Live by the sword . . .
METHINKS he doth protest too much.
When Prime Minister John Key visited New Plymouth recently and wandered around Centre City shopping mall, he was accosted by upset Act Party man Morris Hey, in a confrontation that attracted the attention of the national media.
Mr Hey was unhappy that the desire of himself and many others to have an Act Party candidate representing them in the New Plymouth electorate was railroaded in a deal that may or may not have occurred behind closed doors between National and Act leader Don Brash.
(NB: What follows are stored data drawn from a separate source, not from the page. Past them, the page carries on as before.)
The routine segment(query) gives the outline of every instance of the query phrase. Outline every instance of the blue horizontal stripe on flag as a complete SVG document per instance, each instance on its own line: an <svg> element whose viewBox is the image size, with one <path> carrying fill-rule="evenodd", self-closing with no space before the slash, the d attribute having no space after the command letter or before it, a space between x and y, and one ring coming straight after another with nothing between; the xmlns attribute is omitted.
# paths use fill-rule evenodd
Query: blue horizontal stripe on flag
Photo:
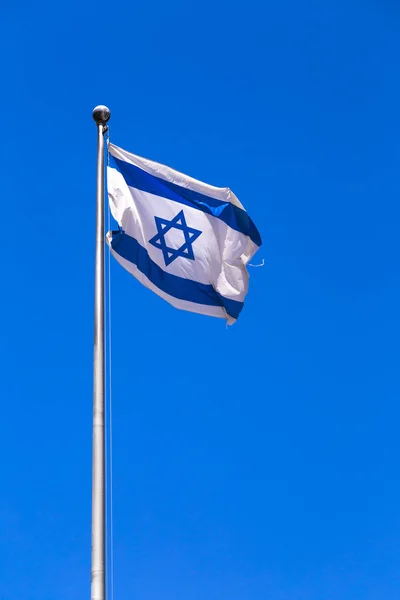
<svg viewBox="0 0 400 600"><path fill-rule="evenodd" d="M150 175L143 169L116 158L112 154L110 154L110 167L117 169L130 187L186 204L213 215L224 221L232 229L249 236L257 246L261 246L261 236L257 231L257 227L242 208Z"/></svg>
<svg viewBox="0 0 400 600"><path fill-rule="evenodd" d="M135 238L123 231L113 235L111 241L112 249L129 262L137 266L143 273L161 291L178 298L179 300L188 300L196 304L206 304L207 306L222 306L229 316L237 319L243 308L243 302L230 300L221 296L212 285L198 283L191 279L184 279L177 275L172 275L163 271L153 260L151 260L147 250L143 248Z"/></svg>

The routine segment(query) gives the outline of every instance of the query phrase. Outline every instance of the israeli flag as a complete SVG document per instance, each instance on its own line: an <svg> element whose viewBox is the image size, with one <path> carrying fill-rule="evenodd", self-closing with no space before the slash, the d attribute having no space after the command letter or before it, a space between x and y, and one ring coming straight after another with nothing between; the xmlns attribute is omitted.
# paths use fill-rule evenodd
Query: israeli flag
<svg viewBox="0 0 400 600"><path fill-rule="evenodd" d="M113 256L176 308L236 321L247 294L246 264L261 246L229 188L217 188L109 144L107 187L120 231Z"/></svg>

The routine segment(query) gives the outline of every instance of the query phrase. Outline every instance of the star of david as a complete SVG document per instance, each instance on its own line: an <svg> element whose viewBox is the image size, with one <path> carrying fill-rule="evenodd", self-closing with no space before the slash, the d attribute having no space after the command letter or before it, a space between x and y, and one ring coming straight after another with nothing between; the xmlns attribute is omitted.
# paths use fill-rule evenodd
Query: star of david
<svg viewBox="0 0 400 600"><path fill-rule="evenodd" d="M152 244L156 248L162 250L165 266L168 267L168 265L170 265L179 256L182 258L195 260L192 244L195 240L197 240L199 235L202 234L202 231L187 226L183 210L181 210L181 212L178 213L171 221L162 219L161 217L154 217L154 219L158 233L152 237L151 240L149 240L149 244ZM171 229L178 229L183 232L185 241L180 248L171 248L171 246L167 245L165 235Z"/></svg>

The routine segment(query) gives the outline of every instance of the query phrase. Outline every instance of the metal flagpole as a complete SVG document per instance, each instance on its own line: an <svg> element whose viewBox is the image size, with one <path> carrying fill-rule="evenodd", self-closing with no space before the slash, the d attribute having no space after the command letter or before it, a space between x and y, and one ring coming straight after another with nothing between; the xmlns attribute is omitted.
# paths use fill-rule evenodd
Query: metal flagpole
<svg viewBox="0 0 400 600"><path fill-rule="evenodd" d="M97 195L94 296L92 586L91 600L105 600L105 461L104 461L104 133L110 110L96 106Z"/></svg>

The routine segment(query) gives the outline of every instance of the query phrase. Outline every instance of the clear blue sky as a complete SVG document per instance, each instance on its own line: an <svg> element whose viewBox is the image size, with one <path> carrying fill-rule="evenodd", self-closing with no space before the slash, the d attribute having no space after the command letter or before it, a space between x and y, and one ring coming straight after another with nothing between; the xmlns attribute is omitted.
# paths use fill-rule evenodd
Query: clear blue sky
<svg viewBox="0 0 400 600"><path fill-rule="evenodd" d="M96 104L229 186L236 325L114 262L115 600L397 600L400 9L1 7L1 600L90 584Z"/></svg>

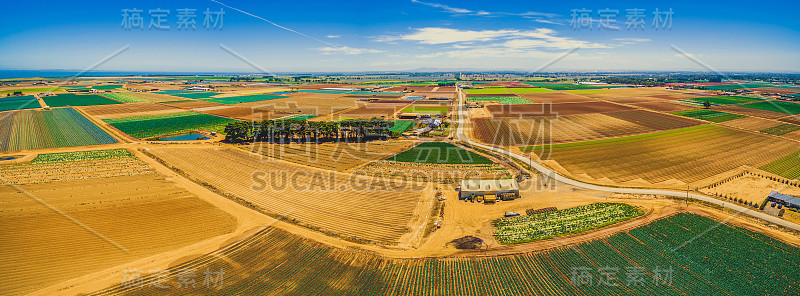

That 'deal', if it did exist, involved Act not putting up a candidate in the vulnerable New Plymouth seat in return for National doing likewise in the Epsom electorate coveted by former National minister John Banks.
But National appeared to have reneged on the deal when a blue candidate was announced in Epsom, leaving New Plymouth's Act supporters and prospective candidate Kevin Moratti fuming and isolated.
Mr Key's response was a shrug and a wry grin: with the wave of a wand and skilful use of smoke and mirrors he had cleared the way for an at-risk candidate in New Plymouth and implemented a sound insurance policy against an Act implosion in Epsom.
Politics 1 democracy 0.
So it galls a little that he doth protest so much at the cup of tea taping that may or may not have been deliberate.
The meeting between Mr Key and Mr Banks was a grand media manipulation that suggested the arrival of a rock star or troubled celebrity rather than two politicians simply catching up for a chin wag and a bit of political 'gossip'.
It was a stunning ruse worked out by the two parties to give Mr Banks a boost and hopefully shore up support on the political centre right. And no doubt both men would have chuckled to themselves at the media lapping up this latest "photo opportunity", this backroom deal so cleanly rendered by the media-laundering machine.
More smoke and mirrors. And once again the virtuous lady of democracy is sullied by men of ambition.
But like the rock stars who wander so easily from the path and the sports stars who fall drunkenly from their pedestals, the politicians who court fame and power through so many camera lenses and microphones should not be so surprised when their plans come awry and scrutiny reveals more than they had hoped for.
Celebrities, sports stars and politicians crave attention and the power it provides to lift their profile, raise the status and augment their bank balance. But they want their cup of tea and to drink it too. They see no problem in manipulating the many-headed hydra that is the media but cry foul when that beast becomes a burden, a dog that breaks free of its leash.
National and Act have struck a secret deal that arguably denies people their democratic right. So they should not protest that some of their clever machinations have been revealed. Even if the means appear highly questionable.